Serum unconjugated (indirect-acting) bilirubin. The serum unconjugated bilirubin level is often elevated in hemolysis of at least moderate degree. Slight or mild degrees of hemolysis often show no elevation. The direct-acting (conjugated) fraction is usually elevated to less than 1.2 mg/100 ml (2.05 µmol/L) and less than 30% of total bilirubin unless the patient has coexisting liver disease. Except in blood bank problems, serum bilirubin is not as helpful in diagnosis of hemolytic anemias as most of the other tests and often shows equivocal results.
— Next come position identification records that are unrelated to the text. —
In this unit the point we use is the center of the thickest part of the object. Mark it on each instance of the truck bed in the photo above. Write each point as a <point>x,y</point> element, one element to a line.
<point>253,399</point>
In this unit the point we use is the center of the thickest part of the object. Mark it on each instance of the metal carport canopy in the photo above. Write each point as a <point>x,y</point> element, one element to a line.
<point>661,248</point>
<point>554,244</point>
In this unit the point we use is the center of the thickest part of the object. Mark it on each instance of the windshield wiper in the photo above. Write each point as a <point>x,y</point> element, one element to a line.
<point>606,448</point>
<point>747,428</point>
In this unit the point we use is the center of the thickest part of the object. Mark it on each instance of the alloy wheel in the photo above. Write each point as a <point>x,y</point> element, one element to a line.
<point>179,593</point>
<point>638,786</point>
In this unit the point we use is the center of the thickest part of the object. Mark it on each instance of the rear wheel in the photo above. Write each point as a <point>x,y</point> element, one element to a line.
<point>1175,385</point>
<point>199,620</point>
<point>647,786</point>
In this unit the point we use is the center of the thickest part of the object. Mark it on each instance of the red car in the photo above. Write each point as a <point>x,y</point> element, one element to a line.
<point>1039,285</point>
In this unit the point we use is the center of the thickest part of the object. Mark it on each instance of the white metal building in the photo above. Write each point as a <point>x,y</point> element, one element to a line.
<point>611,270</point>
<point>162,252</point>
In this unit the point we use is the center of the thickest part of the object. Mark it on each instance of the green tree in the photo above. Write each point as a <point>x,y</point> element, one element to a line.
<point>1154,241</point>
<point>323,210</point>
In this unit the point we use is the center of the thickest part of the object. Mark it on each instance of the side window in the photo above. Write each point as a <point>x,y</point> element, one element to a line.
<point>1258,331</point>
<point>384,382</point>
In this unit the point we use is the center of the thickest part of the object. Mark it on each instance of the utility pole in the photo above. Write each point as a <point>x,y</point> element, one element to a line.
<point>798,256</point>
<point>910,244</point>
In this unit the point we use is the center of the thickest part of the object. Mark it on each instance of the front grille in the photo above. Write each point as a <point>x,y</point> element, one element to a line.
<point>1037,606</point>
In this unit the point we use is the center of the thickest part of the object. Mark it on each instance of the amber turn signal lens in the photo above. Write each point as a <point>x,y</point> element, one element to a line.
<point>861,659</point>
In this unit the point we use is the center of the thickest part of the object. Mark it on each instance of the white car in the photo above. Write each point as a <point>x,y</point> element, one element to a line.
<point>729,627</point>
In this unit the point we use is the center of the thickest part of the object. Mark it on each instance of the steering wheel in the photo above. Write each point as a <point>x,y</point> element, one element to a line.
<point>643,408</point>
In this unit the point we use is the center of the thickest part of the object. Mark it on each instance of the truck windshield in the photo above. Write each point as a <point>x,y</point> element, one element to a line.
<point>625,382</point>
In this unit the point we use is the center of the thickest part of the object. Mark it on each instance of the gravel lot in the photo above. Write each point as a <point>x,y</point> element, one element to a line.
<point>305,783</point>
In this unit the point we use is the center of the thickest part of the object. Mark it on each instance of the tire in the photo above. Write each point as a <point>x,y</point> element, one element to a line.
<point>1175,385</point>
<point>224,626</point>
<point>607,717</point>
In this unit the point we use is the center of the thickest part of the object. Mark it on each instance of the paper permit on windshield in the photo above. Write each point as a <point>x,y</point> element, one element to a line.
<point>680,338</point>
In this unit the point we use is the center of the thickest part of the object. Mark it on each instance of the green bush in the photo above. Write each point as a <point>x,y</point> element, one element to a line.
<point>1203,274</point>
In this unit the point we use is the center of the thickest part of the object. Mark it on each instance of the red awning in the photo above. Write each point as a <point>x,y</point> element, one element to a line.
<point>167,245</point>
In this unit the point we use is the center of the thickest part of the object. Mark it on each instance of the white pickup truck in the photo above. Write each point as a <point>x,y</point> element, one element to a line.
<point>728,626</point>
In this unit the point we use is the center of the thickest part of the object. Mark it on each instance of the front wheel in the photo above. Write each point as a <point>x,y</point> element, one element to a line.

Red blood cell survival studies. RBC survival can be estimated in vivo by tagging some of the patient’s RBCs with a radioactive isotope, such as chromium 51, drawing blood samples daily for isotope counting, and determining how long it takes for the tagged cells to disappear from the circulation. Survival studies are most useful to demonstrate low-grade hemolytic anemias, situations in which bone marrow production is able to keep pace with RBC destruction but is not able to keep the RBC count at normal levels. Low-grade hemolysis often presents as anemia whose etiology cannot be demonstrated by the usual methods. There are, however, certain drawbacks to this procedure. If anemia is actually due to chronic occult extravascular blood loss, radioisotope-labeled RBCs will disappear from the circulation by this route and simulate decreased intravascular survival. A minor difficulty is the fact that survival data are only approximate, because certain technical aspects of isotope RBC tagging limit the accuracy of measurement.